NPV = Net Cash In Flowt1 / (1+r)t1 + Net Cash In Flowt2 / (1+r)t2 + … Net Cash In Flowtn / (1+r)tn
Less Net Cash Out Flowt0 / (1+r)t0

Where t = time period, in this case year 1, year 2 and so on.
r = discount rate or return that could be earned using other safe proposition such as fixed deposit or treasury bond rate. Net Cash In Flow – What the firm will get each year.
Net Cash Out Flow – What the firm needs to invest initially in the project.

Step 1 – Understand the nature of the project and calculate cash flow for each year.
Step 2 – Discount those cash flow based on the discount rate.
Step 3 – Add all the discounted cash flow.
Step 4 – Selection of the project

Why Finance & Accounting Managers need to know Financial Tools such as Net Present Value (NPV)?

In our daily workplace we often come across people and colleagues who are just focused on their core competency and targets they have to deliver. For example marketing managers at Catastrophe Bonds often design programs whose objective is to drive brand awareness and customer reach. But how that 30 point increase in brand awareness or 10 point increase in customer touch points will result into shareholders’ value is not specified.

To overcome such scenarios managers at Catastrophe Bonds needs to not only know the financial aspect of project management but also needs to have tools to integrate them into part of the project development and monitoring plan.

Calculating Net Present Value (NPV) at 15%

After working through various assumptions we reached a conclusion that risk is far higher than 6%. In a reasonably stable industry with weak competition - 15% discount rate can be a good benchmark.

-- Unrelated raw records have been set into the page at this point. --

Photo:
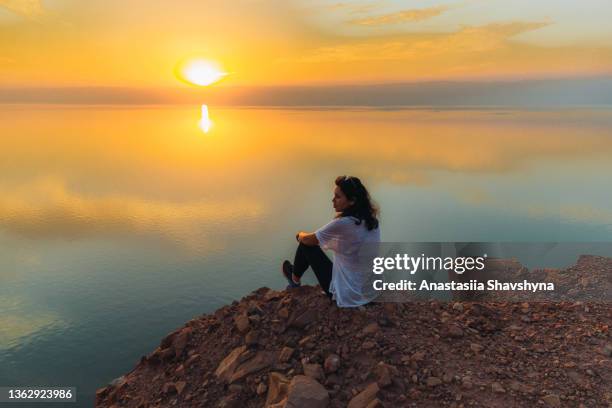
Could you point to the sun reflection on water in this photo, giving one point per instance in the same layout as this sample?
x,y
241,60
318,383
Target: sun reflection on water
x,y
205,122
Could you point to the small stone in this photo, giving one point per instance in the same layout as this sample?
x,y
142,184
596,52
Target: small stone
x,y
235,389
262,388
433,381
332,363
552,400
371,328
368,345
466,382
283,313
418,356
497,387
285,354
242,323
383,375
476,348
306,392
454,331
251,338
362,399
314,371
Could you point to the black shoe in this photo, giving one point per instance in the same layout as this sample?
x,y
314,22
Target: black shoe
x,y
287,270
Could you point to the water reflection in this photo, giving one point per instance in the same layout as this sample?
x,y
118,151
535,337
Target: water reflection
x,y
205,122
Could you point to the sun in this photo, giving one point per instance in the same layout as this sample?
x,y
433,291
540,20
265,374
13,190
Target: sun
x,y
201,72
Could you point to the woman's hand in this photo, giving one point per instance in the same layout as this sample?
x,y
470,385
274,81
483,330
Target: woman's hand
x,y
307,238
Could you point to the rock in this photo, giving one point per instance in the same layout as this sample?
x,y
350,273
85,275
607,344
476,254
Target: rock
x,y
454,331
314,371
283,313
368,345
552,400
260,361
371,329
476,348
383,374
228,365
118,382
497,387
235,389
365,397
303,319
242,323
285,354
376,403
191,360
433,381
251,338
278,386
169,388
261,389
305,392
418,356
230,401
332,363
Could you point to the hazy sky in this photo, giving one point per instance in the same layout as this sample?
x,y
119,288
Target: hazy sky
x,y
288,42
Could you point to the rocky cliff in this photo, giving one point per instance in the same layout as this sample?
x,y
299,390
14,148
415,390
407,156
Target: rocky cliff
x,y
297,349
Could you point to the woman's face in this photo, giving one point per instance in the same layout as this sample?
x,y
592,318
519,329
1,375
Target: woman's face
x,y
340,201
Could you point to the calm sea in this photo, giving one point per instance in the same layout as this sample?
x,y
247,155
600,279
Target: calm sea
x,y
119,224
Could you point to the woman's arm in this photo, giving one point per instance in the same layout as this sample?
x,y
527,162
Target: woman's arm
x,y
307,238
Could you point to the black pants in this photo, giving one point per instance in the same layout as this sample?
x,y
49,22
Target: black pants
x,y
314,257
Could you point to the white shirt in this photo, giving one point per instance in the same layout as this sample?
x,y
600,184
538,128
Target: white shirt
x,y
351,276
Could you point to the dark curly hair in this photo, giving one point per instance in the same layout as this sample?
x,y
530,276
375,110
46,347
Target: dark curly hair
x,y
364,208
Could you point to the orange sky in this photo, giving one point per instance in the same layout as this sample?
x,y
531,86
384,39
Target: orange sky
x,y
139,43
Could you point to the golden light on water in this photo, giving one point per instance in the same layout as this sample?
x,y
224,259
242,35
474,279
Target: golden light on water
x,y
205,122
201,72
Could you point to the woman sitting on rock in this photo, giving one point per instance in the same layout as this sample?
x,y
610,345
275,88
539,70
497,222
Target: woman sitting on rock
x,y
347,279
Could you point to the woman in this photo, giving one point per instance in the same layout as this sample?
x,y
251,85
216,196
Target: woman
x,y
345,279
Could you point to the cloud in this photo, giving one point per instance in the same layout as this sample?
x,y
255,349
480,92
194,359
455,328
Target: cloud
x,y
17,324
353,8
469,39
46,208
25,8
404,16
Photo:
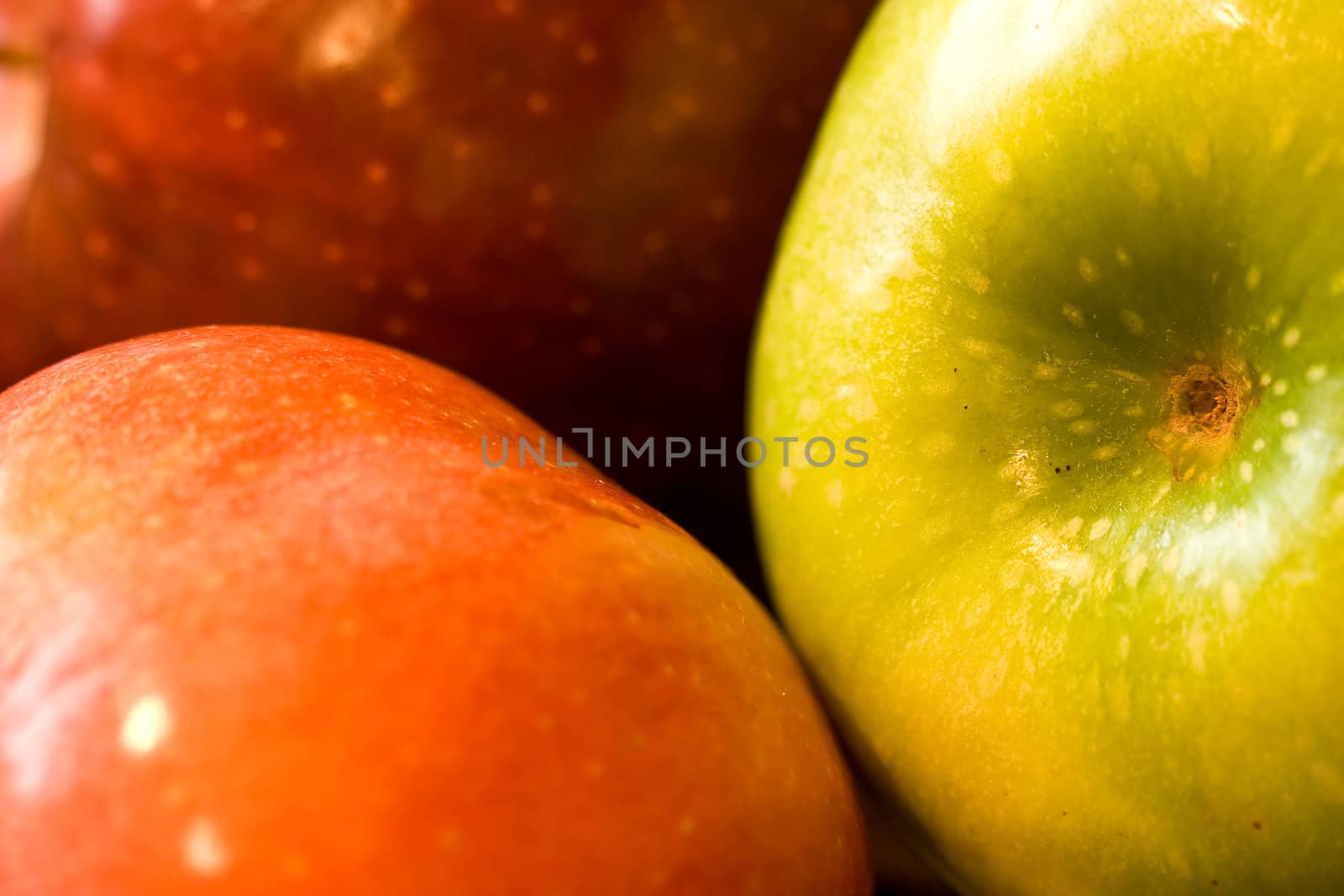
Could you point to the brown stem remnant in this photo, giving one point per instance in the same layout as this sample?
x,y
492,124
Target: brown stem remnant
x,y
1206,406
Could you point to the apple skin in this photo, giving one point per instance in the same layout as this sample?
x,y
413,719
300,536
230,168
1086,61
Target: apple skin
x,y
571,202
269,625
1074,273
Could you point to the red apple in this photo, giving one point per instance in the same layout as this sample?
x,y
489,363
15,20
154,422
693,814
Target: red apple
x,y
573,202
269,625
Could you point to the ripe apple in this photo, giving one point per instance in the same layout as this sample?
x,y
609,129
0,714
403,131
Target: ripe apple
x,y
269,625
573,202
22,107
1074,271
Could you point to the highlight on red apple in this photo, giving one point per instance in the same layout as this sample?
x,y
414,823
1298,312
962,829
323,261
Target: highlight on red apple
x,y
268,625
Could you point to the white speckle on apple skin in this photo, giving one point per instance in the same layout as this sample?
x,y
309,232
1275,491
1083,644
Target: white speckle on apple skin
x,y
145,726
203,851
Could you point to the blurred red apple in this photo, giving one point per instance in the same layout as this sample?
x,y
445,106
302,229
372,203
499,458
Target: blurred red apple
x,y
269,625
22,110
573,202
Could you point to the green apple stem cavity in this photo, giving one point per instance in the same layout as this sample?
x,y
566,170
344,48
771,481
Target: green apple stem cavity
x,y
1075,271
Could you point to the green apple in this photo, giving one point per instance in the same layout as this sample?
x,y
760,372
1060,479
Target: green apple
x,y
1075,271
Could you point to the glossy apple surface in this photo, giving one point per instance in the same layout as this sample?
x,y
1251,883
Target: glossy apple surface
x,y
269,625
573,202
1074,271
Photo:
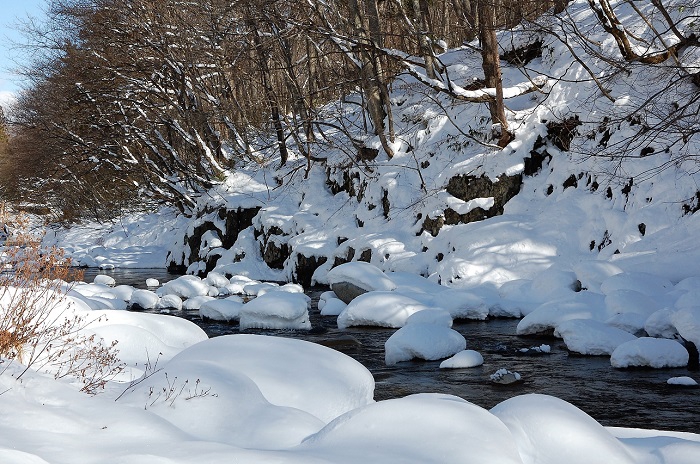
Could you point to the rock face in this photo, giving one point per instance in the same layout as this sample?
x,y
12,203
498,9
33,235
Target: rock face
x,y
224,225
467,188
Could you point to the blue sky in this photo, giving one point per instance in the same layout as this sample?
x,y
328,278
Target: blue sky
x,y
10,12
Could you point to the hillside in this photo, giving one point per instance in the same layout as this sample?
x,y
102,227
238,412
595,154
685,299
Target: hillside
x,y
586,179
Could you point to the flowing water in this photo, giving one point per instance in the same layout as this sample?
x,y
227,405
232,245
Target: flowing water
x,y
615,397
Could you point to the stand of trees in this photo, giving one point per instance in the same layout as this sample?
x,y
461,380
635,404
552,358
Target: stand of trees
x,y
157,100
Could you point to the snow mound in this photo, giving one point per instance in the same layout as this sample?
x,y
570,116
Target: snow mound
x,y
399,430
384,309
548,430
650,352
423,341
363,275
293,373
227,310
463,359
186,286
591,337
276,310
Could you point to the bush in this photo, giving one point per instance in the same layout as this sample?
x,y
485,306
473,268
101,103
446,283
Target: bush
x,y
39,328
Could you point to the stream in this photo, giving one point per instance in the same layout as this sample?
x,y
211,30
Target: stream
x,y
614,397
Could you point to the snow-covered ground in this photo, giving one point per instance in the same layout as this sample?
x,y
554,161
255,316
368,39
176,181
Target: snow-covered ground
x,y
609,265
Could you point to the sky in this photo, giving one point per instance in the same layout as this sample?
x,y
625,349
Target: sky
x,y
11,11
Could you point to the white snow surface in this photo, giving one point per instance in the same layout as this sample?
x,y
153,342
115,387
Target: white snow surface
x,y
650,352
263,399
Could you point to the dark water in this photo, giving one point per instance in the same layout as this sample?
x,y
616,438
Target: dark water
x,y
626,398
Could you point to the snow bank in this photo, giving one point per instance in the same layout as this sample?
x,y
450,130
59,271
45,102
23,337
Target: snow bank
x,y
276,310
650,352
423,341
548,430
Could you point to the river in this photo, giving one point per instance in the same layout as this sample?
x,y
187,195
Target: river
x,y
614,397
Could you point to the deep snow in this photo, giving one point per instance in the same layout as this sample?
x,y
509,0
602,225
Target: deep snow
x,y
573,260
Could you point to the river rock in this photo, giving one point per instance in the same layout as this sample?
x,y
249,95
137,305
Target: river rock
x,y
505,377
350,280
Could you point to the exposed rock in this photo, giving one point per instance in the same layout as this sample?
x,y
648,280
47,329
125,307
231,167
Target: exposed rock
x,y
305,268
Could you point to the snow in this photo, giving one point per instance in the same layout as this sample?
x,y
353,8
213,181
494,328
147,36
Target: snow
x,y
424,341
361,274
571,261
651,352
276,310
463,359
590,337
548,430
683,380
227,310
380,308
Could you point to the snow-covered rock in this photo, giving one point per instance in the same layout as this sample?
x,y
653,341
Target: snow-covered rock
x,y
144,299
586,336
463,359
228,309
351,280
379,308
548,430
424,341
276,310
650,352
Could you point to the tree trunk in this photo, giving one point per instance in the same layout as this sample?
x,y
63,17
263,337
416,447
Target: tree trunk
x,y
492,68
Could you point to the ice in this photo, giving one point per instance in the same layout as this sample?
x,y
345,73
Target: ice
x,y
379,308
276,310
424,341
591,337
463,359
650,352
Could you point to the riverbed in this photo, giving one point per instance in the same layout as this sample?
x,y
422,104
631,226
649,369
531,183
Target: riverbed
x,y
614,397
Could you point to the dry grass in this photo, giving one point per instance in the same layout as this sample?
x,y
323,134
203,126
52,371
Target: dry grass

Years	Cash Flow	Net Cash Flow	Cumulative     Cash Flow	Discount Rate @ 15 %	Discounted Cash Flows
Year 0	(10009676)	-10009676	-	-
Year 1	3444375	-6565301	3444375	0.8696	2995109
Year 2	3970015	-2595286	7414390	0.7561	3001902
Year 3	3972640	1377354	11387030	0.6575	2612075
Year 4	3251014	4628368	14638044	0.5718	1858778
TOTAL					10467863

The Net NPV after 4 years is 458187

(10467863 - 10009676 )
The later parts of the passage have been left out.